Миллиарды смертных просто дышат. Но многие ли из них действительно живут? Подражать другим равносильно тому, что человек не более живой, чем слово «idem»[47]. Чтобы оставаться живым, надо быть самим собой, а для этого требуется мужество. Мужество принимать неудачу, создавать себе врагов, признавать собственные недостатки и ошибки.
Дюма стал самим собой не сразу. Он лишь со временем понял, что мир состоит из людей, пытающихся навязать вам однообразие, которому они сами покоряются. Именно потому, что люди задыхаются от этого, они страстно желают, чтобы вы задыхались вместе с ними.
Стремясь ускользнуть от бремени однообразия, Дюма попал под иго инакомыслия. Желая стать поэтом, он очень старался всеми способами не быть похожим на буржуа. Когда погиб Байрон, Дюма облачился в траур и в таком виде явился в контору, где он клеил конверты, бормоча при этом латинские и немецкие стихи.
В то время у людей искусства вошло в моду собираться в мрачных трактирах, чтобы лакомиться там макаронами. В одном таком трактире Дюма убедился, что ему решительно не по вкусу эти похожие на мокрое бельё изделия из теста, не полностью заливаемые острым соусом. В ту минуту он не посмел себе в этом признаться, но по сему поводу понял, что нонконформисты суть единственный вид хорошо организованных конформистов, ибо они предлагают бунтарям другую, более маленькую и шикарную тюрьму, где те наслаждаются пресловутой иллюзией свободы.

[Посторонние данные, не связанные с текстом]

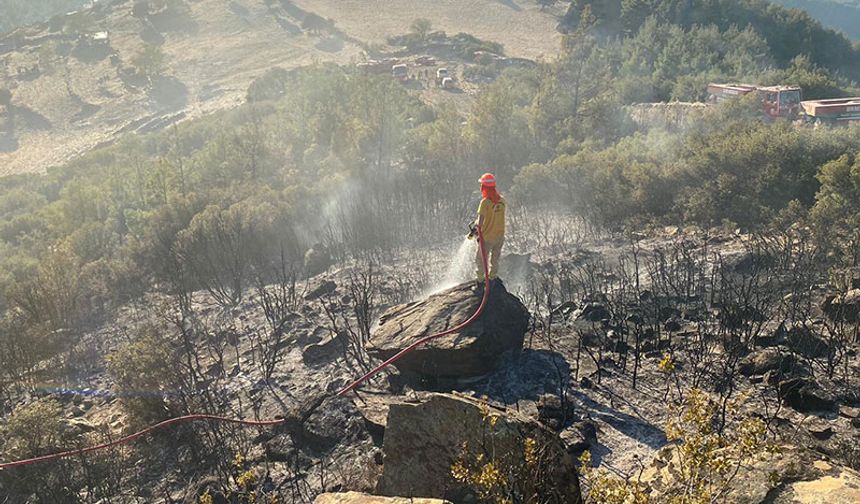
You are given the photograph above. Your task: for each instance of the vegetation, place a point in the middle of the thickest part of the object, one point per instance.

Но какую бурю вызвал Дюма, когда публично отрёкся от макарон и спагетти! Вся Европа разделилась на сторонников и противников сих мучных изделий, то есть выступала «за» или «против» Дюма. Когда Дюма приезжал в Италию, каждый владелец ресторана приглашал писателя убедиться, что его спагетти — это по-настоящему изысканное блюдо. Когда в Париж приезжали Беллини, Россини, Доницетти[48], то казалось, что они больше были озабочены не постановкой своих новых опер, а тем, чтобы убедить Дюма в превосходном вкусе спагетти.
Джесу Шепарду, американцу со Среднего Запада, встречавшемуся с Дюма в последний год его жизни, писатель сказал:
— Помните, что ваша жизнь принадлежит только вам. Не принимайте ни одно из правил, которых придерживаются другие люди и от которых они сами готовы отречься. Позвольте жизни самой научить вас тем правилам, что созданы именно для вас. Лишь в этом случае вы сможете сказать, когда состаритесь: «Я жил», а не «Я мог бы жить».

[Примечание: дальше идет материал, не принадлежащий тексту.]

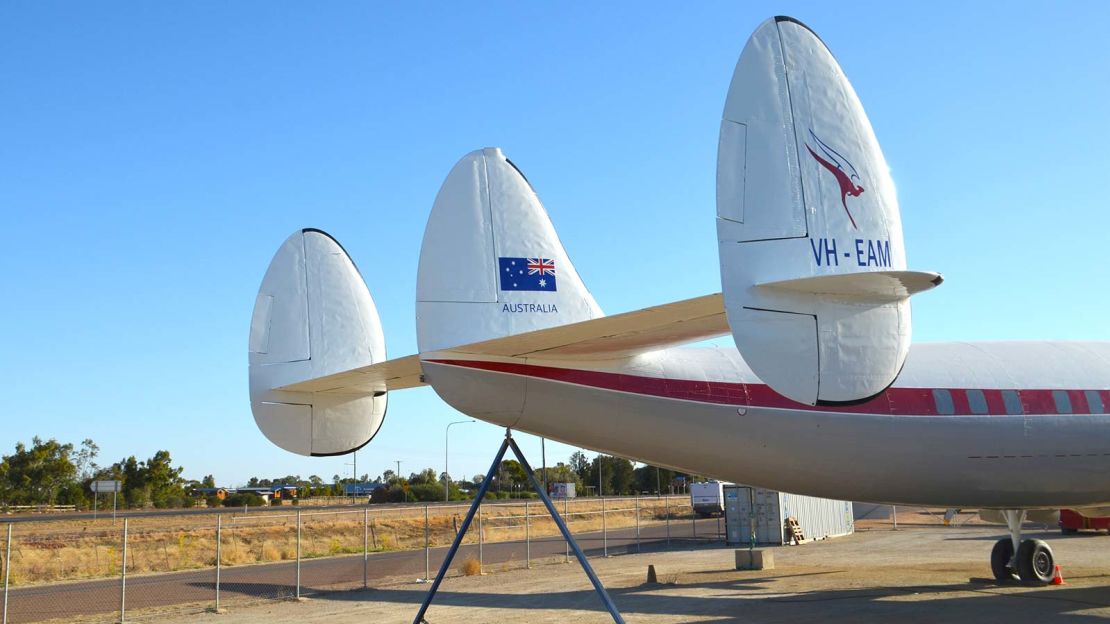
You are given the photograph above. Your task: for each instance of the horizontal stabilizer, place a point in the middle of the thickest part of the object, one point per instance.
(877, 287)
(619, 335)
(392, 374)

Шепард, ставший знаменитым пианистом и певцом, наверное, думал о Дюма, когда перед своей смертью от голода в Лос-Анджелесе написал: «Гений — это не столько способность бесконечно трудиться, сколько дар оставаться молодым».
Дар оставаться молодым! Да, Дюма обладал им, подобно всем тем людям, которые живут по-настоящему, давая свободно развиваться своему характеру, чего бы это им ни стоило.
Однажды Дюма с улыбкой заметил: «Я мог бы иметь самый большой памятник, который когда-либо был воздвигнут в честь писателя, если бы только дал себе труд собирать все те камни, что бросали в меня».
И сколько же в него было брошено камней, особенно после того, как Эжен де Мирекур публично оклеветал писателя, а Дюма не вызвал его на дуэль! Люди, которые импровизируют свою жизнь и следуют лишь собственным правилам, бывают за это и наказаны и вознаграждены.
Дюма не заботился о том, чтобы подбирать камни, которые в него швыряли. Он был слишком занят. Жизнь кипела вокруг него. Он вечно был влюблён. Дюма постоянно возобновлял постановки своих старых пьес и ставил новые; его пьесы переводили и ставили за границей; он неизменно писал новый роман, вёл какой-нибудь новый судебный процесс, без конца создавал новые газеты и журналы...
В последнем случае он сразу же сам писал большую часть публикуемых в них материалов. Как-то раз, в разгар одной из этих самых разных антреприз, Дюма, заметив, что у него в кармане нет ни гроша, чтобы пойти позавтракать, вошёл в кабинет своего коммерческого директора и попросил у него денег.
— У нас здесь не банк, господин Дюма, — ответил тот. — Мы не можем ссужать деньги даже вам.
— Но разве мне ничего не полагается за мои услуги или статьи? — кротко осведомился Дюма.
— Ни сантима. Вам выплачено всё.
— Неужели? Хорошо, подождите секунду, — сказал Дюма.
Он зашёл к себе в кабинет и вернулся с пачкой исписанных листов.
— Я закончил рассказ о моём посещении казацкого царя. Вы можете заплатить мне за него. В нём примерно восемьсот строк.
— С удовольствием, — сказал коммерческий директор и, открыв кассу, отсчитал Дюма деньги.